What Obama fails to take into consideration is the fact the Supreme Court’s responsibility is not to make laws – the Constitution gives that job to Congress. Instead, the Court’s responsibility is to ensure the laws passed by Congress and signed by the President are in line with the dictates of the Constitution of the United States. Together the three branches of government serve on an equal level with none of them exceeding the other in power or authority.
If the Supreme Court rules Obamacare to be unconstitutional, it will not be the first time in our country’s history this has happened. Just prior to the end of President John Adams’ term of office and the beginning of Thomas Jefferson’s, Adams appointed 42 ‘Midnight Judges’ and sixteen new circuit court judges – Federalist justices of the peace. He did so because he was aware the Federalist Party was losing control of the government to the Democratic-Republicans.

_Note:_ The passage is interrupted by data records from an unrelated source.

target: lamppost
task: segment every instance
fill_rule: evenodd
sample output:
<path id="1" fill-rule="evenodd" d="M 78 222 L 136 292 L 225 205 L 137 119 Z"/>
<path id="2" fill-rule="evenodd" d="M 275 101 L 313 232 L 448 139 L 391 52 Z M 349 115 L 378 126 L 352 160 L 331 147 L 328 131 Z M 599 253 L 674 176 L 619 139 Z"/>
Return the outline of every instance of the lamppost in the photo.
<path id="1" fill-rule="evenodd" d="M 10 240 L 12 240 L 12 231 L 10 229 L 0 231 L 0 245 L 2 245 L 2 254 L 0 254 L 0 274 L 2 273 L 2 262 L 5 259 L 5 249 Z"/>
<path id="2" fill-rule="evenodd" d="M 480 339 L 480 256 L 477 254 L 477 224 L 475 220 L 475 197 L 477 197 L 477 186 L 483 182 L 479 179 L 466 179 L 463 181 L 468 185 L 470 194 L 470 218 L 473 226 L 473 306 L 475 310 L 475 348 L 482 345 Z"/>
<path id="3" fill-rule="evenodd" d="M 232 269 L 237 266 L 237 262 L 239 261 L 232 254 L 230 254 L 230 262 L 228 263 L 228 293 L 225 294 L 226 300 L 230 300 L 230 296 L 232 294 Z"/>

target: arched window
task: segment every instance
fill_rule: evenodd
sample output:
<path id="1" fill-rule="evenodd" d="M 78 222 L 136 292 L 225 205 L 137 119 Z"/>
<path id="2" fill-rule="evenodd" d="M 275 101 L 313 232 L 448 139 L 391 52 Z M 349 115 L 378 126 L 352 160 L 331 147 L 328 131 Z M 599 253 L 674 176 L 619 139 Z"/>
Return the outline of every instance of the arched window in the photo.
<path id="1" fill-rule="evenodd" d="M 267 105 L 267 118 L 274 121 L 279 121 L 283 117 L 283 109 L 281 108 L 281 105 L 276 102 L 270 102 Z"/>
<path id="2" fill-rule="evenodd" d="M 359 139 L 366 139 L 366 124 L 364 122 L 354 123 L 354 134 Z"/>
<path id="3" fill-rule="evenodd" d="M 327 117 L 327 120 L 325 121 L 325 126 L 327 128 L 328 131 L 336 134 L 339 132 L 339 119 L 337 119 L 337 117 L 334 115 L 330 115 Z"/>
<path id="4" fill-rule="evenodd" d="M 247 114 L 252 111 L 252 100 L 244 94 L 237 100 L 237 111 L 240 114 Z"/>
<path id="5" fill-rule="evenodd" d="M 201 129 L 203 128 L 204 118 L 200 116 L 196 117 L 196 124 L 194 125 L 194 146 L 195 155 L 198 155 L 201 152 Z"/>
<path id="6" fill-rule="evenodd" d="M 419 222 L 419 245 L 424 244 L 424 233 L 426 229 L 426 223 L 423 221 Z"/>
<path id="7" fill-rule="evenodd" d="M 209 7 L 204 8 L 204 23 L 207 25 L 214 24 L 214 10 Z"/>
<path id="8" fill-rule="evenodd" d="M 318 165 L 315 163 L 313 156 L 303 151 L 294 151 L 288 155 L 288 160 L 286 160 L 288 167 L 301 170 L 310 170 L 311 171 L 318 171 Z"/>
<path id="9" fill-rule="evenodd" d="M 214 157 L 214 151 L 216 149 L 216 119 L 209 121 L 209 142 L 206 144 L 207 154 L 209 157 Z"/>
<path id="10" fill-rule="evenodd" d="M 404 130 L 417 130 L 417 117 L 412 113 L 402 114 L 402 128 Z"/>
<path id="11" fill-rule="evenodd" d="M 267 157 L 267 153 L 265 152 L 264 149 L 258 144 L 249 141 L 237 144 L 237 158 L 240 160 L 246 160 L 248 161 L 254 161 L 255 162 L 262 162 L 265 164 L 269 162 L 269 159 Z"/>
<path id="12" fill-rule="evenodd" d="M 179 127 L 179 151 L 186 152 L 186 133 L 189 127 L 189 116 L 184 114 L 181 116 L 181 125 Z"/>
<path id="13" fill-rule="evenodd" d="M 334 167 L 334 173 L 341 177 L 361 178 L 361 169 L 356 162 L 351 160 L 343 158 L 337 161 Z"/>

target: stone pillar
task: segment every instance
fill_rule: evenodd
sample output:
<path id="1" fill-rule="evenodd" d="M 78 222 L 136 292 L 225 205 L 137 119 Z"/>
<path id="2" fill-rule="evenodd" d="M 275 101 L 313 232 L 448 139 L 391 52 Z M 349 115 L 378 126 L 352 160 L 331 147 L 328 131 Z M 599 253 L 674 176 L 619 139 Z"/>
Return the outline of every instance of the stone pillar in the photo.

Though symbolically important, these Midnight Judges had little judicial power and served a term of five years. Under the Organic Act of 1801, their appointments were based on patronage (i.e. – a reward given to a person who had been a loyal political supporter) as opposed to the court-packing scheme concocted by the Judiciary Act of 1801. They were nominated by Adams on March 2nd and confirmed by the Senate on March 3rd. Secretary of State John Marshall burned the midnight oil on March 3rd recording and sealing the commissions; however, he ran out of time and was not able to get them delivered prior to Jefferson being sworn in on March 4th. Because Marshall did not meet the deadline required by law for delivering the commissions, President Jefferson refused to honor them.
William Marbury’s name was on one of those commissions to receive an appointment as justice of the peace. Madison refused to deliver Marbury's commission, per orders from President Jefferson. As a result, Marbury sued Madison, and the Supreme Court took the case. Section 13 of the Judiciary Act of 1789 granted the Supreme Court original jurisdiction to issue writs of mandamus “…to any courts appointed, or persons holding office, under the authority of the United States.”
John Marshall played a unique part in this process. At the time the commissions were written, he was the Secretary of State responsible for delivering the documents. After Adams left office, Marshall became Chief Justice of the United States. Though some believed Marshall to be another of Adams’ midnight judges, in reality Marshall had already been tapped to replace the ailing Oliver Ellsworth, who left the position on September 30, 1800. Marshall received the oath of office on January 31, 1801. He had agreed to finish out his duties as Secretary of State until Adams left office, then he would assume his responsibilities on the bench. As such, he would later write the opinion for Marbury vs. Madison.
In his writing, Chief Justice John Marshall stated the Judiciary Act of 1789, which spelled out the practice of delivering such commissions for judges and justices of the peace, was unconstitutional because it was an expansion which gave to the Supreme Court authority that was denied it by Article III of the Constitution.
In the end, Marbury vs Madison became the first case to be struck down by the Supreme Court as unconstitutional and began the practice of ‘judicial review.’